Ouseley’s father, the orientalist and ambassador and amateur musician Sir Gore Ouseley, was one of the first directors of the Royal Academy of Music. Frederick Arthur Gore Ouseley was born on 12 August 1825. He was named after his godfathers, Frederick, Duke of York, and Arthur, Duke of Wellington. After a private education, he attended Oxford University and, in 1849, was ordained. In 1855 he succeeded Sir Henry Bishop as Professor of Music at Oxford. Concerned by the then- prevailing standards of choral music in the Church of England, in 1856 he founded at his own expense St Michael's College in Tenbury, whose aims were to 'promise a course of training, and to form a model, for the daily choral services of the Church in these realms, and, for the furtherance of this object, to receive, educate and train boys in religious, secular and musical knowledge'. Ouseley was also an antiquarian, collector and composer of hymns, as well as an expert on organs, and the first elected President of the Royal Musical Association and of the Royal College of Organists. 

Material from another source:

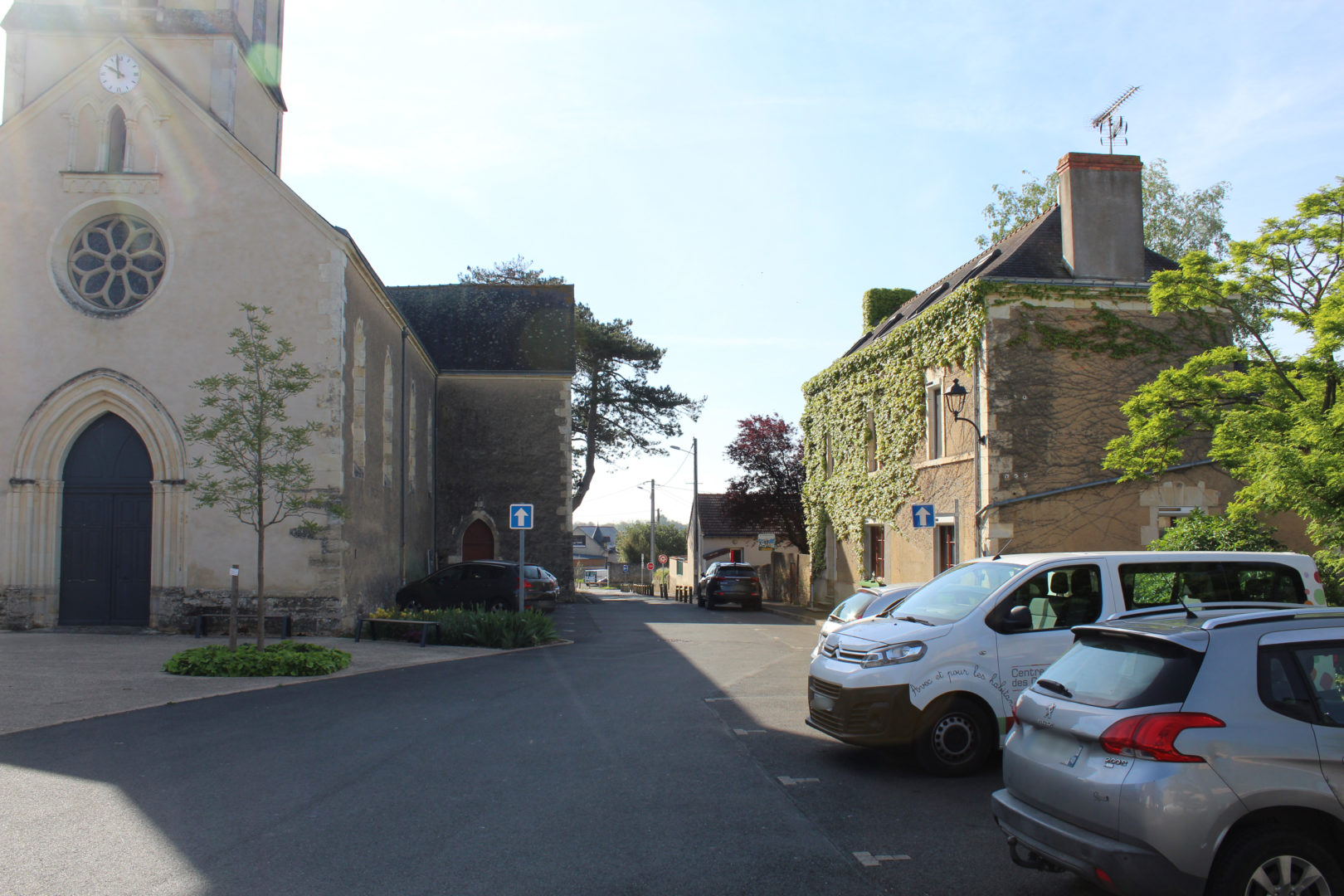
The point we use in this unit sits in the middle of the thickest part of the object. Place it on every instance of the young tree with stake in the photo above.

A child prodigy, he was at five said to have uttered 'Papa blows his nose on G' and that 'the clock struck in B minor'. 'The Harmonicon' (May 1833) published a march by him, written when aged six. The editor, William Ayrton, wrote that he had been reading Daines Barrington's accounts of Mozart, Samuel Wesley and William Crotch and other prodigies but that none approached the phenomenon which he himself had seen with Ouseley, who is said to have composed an opera at the age of seven and, when aged six, had played a duet on the piano with Felix Mendelssohn, who was a guest of his family. Ouseley, who succeeded to the baronetcy when he was twenty, was later himself to become a Director and Vice-President of the Royal Academy of Music.

This portrait joins the wonderful eighteenth-century paintings of Crotch (by Sir William Beechey and John Sanders) and Wesley (by John Russell) as children, as well as that of Charles Wesley, in the Duke’s Hall.

A loan out
The three drawings from the Foyle Menuhin Archive of the violinist Nicolò Paganini by Sir Edwin Landseer were lent to an exhibition at Simon Dickinson Fine Art to accompany the launch of Richard Ormond’s book titled ‘Edwin Landseer, The Private Sketches’ (Orion Press).

Other news
A further three-hundred early nineteenth-century sheet music titles, mostly British but with some French and other European, have been catalogued into both Apollo and the main Library catalogue. Digitisation of the covers should be complete by the end of the new term, and the subject content of the images will be searchable then. 

Images from the McCann Collection relating to historic performers of Wagnerian roles and further items relating to Giacomo Puccini are the subject of two small displays in the Academy’s Patrons Room.
Six individual information leaflets relating to the iconography of Beethoven held within Apollo are now available on the Apollo tours section of the website.

Following the extensive building works over the summer, new lightboxes were created for the etched and engraved glass panels by David Peace originally installed in 1978, and the panels are to be re-instated so that Milton’s lines from ‘L’Allegro’, so beautifully worked by David Peace, will be visible to all for the first time in decades.